Hotel mengalami beberapa kali renovasi. Renovasi pertama terjadi pada tahun 1979 akibat kerusakan yang timbul karena pengelolaan yang di bawah standar. Masa itu, harga-harga ditentukan oleh pemerintah pusat dan bukan oleh operator hotel. Pihak kedua tersebut kesulitan untuk memelihara dan menjaga dan berakhir pada bangunan dan fasilitas yang mulai rusak padahal usianya baru sekitar satu decade. InterContinental menarik diri dan manajemen dialmbil alih oleh PT. Hotel Indonesia International yang menambahkan jumlah cottages menjadi 111 buah.

Sebuah kebakaran besar terjadi pada tahun 1993 menghanguskan sebagian besar kamar termasuk cottages. Pengecualian terjadi pada kamar 327 dan cottages 2401. Ini dikaitkan dengan kepercayaan bahwa keduanya merupakan ruangan Sukarno bertemu dengan penguasa laut Ratu Pantai Selatan.

Elemen Cili sebagai latar belakang panggung

Pasca kebakaran, hotel direstorasi di mana PT Pembangunan Perumahan (PP) bertanggungjawab untuk menyelesaikannya pada September 1993. Bangunan utama mengalami penyesuaian dimana elemen pasangan bata dan paras ditambahkan untuk memperkuat kesan ke-Bali-an pada fasade bangunan.
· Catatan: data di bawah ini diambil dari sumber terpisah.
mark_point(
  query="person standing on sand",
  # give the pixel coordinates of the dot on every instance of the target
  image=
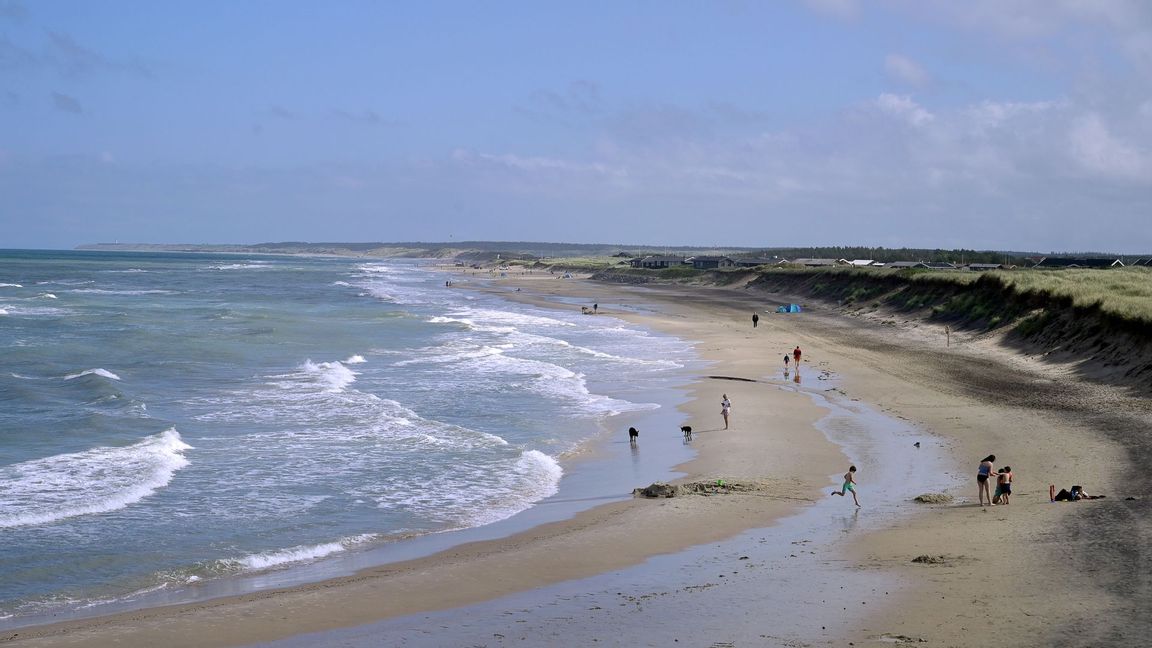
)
(849, 486)
(982, 479)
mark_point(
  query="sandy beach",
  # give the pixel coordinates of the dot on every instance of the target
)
(774, 560)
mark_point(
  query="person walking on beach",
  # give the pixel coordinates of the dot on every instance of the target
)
(982, 480)
(849, 486)
(1003, 486)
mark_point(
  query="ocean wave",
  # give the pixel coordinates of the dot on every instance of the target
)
(33, 310)
(95, 481)
(295, 555)
(334, 376)
(248, 265)
(107, 292)
(532, 477)
(487, 316)
(479, 495)
(98, 371)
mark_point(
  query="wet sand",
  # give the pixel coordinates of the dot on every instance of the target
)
(787, 564)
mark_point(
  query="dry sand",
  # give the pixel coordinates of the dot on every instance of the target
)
(1032, 573)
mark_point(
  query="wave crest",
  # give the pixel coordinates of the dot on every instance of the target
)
(98, 371)
(95, 481)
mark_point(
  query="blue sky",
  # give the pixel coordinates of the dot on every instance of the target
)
(1022, 125)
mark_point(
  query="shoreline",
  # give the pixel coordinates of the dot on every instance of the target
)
(611, 525)
(987, 556)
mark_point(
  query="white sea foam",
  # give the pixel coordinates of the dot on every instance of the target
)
(295, 555)
(333, 376)
(83, 483)
(98, 371)
(248, 265)
(16, 310)
(107, 292)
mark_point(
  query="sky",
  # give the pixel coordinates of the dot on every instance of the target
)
(1000, 125)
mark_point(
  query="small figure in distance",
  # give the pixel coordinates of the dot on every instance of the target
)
(1003, 486)
(849, 486)
(982, 479)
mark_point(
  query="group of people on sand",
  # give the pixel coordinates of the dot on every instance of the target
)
(984, 474)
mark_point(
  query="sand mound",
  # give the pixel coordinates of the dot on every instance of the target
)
(933, 498)
(710, 487)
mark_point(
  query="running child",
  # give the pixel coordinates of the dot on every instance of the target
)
(849, 486)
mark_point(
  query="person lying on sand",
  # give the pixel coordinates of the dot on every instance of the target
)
(1075, 495)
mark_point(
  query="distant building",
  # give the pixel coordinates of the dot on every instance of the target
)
(1067, 262)
(711, 262)
(753, 261)
(657, 262)
(818, 262)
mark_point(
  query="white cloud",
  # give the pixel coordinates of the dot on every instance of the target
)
(66, 104)
(906, 70)
(903, 106)
(842, 9)
(1099, 151)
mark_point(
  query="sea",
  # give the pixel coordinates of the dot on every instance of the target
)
(169, 421)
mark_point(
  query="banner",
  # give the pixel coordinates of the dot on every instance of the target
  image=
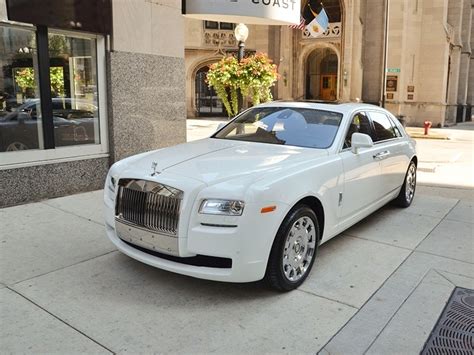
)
(319, 25)
(260, 12)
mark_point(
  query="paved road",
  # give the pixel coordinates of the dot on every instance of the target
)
(378, 288)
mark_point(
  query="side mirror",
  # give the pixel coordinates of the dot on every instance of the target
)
(22, 117)
(360, 140)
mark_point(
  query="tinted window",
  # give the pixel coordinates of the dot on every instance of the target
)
(359, 124)
(383, 126)
(302, 127)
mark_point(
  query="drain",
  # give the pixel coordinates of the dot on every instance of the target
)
(454, 331)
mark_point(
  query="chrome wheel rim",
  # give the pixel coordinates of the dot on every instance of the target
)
(299, 248)
(410, 183)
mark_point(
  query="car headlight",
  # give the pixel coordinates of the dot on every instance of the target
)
(222, 207)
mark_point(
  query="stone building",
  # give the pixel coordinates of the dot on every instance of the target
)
(84, 83)
(115, 90)
(428, 58)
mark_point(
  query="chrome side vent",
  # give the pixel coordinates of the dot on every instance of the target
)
(149, 205)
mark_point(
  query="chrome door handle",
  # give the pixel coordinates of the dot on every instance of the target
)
(381, 155)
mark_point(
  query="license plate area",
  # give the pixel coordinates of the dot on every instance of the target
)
(147, 239)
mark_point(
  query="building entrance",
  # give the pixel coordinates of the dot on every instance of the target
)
(206, 100)
(322, 75)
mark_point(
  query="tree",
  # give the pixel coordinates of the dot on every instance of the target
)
(254, 76)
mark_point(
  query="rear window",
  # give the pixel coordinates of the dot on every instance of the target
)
(384, 129)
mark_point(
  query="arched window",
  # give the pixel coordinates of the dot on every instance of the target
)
(207, 102)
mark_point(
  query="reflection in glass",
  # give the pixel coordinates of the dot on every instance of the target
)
(300, 127)
(20, 114)
(73, 63)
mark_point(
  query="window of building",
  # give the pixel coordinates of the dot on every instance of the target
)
(71, 122)
(384, 129)
(214, 25)
(20, 117)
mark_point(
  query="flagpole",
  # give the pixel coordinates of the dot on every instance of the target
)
(385, 56)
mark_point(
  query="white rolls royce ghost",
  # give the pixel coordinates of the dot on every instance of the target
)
(256, 199)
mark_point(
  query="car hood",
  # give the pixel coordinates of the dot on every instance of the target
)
(216, 160)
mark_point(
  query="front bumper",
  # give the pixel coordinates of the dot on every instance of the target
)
(248, 244)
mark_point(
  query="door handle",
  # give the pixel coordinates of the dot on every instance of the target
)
(381, 155)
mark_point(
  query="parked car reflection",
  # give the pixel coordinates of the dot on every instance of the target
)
(75, 122)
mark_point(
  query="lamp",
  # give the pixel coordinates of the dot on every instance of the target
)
(241, 34)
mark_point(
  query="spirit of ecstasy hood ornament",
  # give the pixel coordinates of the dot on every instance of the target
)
(154, 170)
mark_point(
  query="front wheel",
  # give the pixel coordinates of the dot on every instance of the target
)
(407, 192)
(294, 249)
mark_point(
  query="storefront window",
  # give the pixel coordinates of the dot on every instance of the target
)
(20, 114)
(73, 75)
(47, 116)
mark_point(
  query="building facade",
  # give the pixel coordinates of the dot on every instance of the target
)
(426, 55)
(84, 83)
(76, 96)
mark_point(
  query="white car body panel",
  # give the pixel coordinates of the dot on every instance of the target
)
(260, 175)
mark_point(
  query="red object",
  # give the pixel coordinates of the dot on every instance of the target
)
(427, 125)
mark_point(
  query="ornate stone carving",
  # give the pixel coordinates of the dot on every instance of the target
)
(334, 31)
(217, 38)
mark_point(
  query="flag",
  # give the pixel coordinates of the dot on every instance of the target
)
(319, 25)
(311, 10)
(301, 25)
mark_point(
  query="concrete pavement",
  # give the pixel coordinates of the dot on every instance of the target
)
(378, 288)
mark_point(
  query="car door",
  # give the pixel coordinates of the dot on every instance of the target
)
(362, 171)
(393, 160)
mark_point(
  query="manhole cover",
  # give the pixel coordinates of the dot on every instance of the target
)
(454, 332)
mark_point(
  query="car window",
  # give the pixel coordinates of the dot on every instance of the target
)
(295, 126)
(396, 126)
(383, 127)
(360, 124)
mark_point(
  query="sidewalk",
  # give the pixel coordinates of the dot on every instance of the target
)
(378, 288)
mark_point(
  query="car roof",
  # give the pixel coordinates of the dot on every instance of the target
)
(344, 108)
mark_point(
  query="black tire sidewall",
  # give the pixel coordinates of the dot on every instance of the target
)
(276, 256)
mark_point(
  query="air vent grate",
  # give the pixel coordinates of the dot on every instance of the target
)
(454, 331)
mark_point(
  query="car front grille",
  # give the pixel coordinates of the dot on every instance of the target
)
(149, 205)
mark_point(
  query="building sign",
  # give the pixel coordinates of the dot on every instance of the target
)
(83, 15)
(259, 12)
(392, 83)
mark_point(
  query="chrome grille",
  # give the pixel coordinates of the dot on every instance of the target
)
(149, 204)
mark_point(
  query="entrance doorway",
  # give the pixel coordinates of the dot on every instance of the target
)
(206, 100)
(321, 75)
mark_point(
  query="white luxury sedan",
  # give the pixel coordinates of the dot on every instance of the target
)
(256, 199)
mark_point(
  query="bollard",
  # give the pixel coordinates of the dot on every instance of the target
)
(427, 125)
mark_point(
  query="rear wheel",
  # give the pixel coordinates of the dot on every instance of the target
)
(294, 250)
(407, 192)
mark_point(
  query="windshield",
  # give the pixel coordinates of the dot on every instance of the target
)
(301, 127)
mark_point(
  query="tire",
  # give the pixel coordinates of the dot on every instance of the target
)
(407, 192)
(294, 250)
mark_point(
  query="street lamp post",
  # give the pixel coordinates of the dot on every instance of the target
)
(241, 34)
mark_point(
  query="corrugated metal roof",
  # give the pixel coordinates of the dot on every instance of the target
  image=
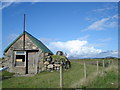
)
(37, 42)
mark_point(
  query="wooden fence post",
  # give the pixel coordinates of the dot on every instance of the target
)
(103, 64)
(97, 66)
(103, 67)
(109, 62)
(61, 77)
(85, 71)
(112, 62)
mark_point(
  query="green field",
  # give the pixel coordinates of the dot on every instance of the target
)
(72, 78)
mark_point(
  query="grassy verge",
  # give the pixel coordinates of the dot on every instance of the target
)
(73, 78)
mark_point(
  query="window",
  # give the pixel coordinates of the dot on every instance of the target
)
(20, 57)
(20, 60)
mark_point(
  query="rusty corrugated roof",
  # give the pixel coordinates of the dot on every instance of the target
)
(37, 42)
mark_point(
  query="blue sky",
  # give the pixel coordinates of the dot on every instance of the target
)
(81, 29)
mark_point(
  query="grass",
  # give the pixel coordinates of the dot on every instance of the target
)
(72, 78)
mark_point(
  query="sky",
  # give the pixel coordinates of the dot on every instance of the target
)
(80, 29)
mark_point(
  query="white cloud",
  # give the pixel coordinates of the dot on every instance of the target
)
(75, 48)
(84, 37)
(106, 8)
(97, 25)
(79, 49)
(6, 4)
(104, 39)
(102, 24)
(12, 37)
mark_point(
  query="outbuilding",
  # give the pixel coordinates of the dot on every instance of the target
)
(25, 54)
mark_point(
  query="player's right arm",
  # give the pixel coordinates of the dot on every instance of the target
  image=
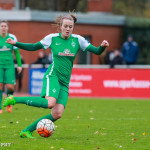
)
(25, 46)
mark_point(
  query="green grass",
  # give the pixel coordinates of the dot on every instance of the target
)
(87, 124)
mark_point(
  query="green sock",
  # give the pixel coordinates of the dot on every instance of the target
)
(1, 97)
(9, 92)
(32, 127)
(32, 101)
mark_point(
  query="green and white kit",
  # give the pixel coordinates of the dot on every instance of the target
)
(7, 71)
(57, 77)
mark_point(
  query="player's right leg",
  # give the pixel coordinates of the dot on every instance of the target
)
(1, 88)
(1, 97)
(31, 101)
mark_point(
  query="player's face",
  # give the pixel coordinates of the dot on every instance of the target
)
(67, 28)
(3, 28)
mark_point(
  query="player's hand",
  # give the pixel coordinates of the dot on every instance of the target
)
(10, 41)
(19, 69)
(105, 43)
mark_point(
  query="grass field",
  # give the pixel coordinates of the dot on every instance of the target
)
(87, 124)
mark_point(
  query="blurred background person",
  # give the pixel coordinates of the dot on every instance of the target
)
(42, 59)
(18, 76)
(7, 69)
(130, 51)
(117, 59)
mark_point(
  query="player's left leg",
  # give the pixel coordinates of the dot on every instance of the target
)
(9, 80)
(10, 91)
(57, 112)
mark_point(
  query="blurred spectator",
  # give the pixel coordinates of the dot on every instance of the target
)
(42, 59)
(19, 75)
(50, 58)
(109, 56)
(117, 59)
(130, 51)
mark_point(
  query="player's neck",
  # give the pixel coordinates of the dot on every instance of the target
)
(3, 35)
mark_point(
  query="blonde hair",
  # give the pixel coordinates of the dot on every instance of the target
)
(4, 21)
(59, 20)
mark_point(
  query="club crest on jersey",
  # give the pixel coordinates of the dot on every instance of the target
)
(73, 44)
(66, 52)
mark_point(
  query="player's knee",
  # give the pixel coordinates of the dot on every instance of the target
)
(57, 115)
(51, 102)
(1, 86)
(10, 87)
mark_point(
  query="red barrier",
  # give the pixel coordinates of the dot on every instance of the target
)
(110, 83)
Jendela kaca berwarna biru dipasang pada bukaan-bukaan, mendominasi tampilan eksteriornya. Hal paling penting barangkali keterlibatan landscaper Made Wijaya dan tim untuk membangun ruang-ruang luar hotel. Bagian ini mendapat perhatian yang cukup serius. Tanaman-tanaman asli Sanur yang sudah ada di lokasi dipertahankan dan di beberapa tempat ditambahkan untuk memperkuat karakter ke-setempat-an dari bangunan yang awalnya bergaya internasional ini.

Made saat itu sudah membangun reputasi yang baik dan turut serta bersama beberapa desainer termasuk Peter Muller, orang yang sangat dikaguminya, mengenalkan desain-desain resort yang terinspirasi dari bangunan vernacular Bali. Inspirasi ini termasuk penataan kawasan, wujud dan material bangunan lokal, penghargaan terhadap site, penggunaan elemen termasuk tukang dan seniman lokal Bali dan termasuk upacara yang menyertai setiap proses pembangunan. Gaya-gaya ini lalu dikenal sebagai ”Bali Style”.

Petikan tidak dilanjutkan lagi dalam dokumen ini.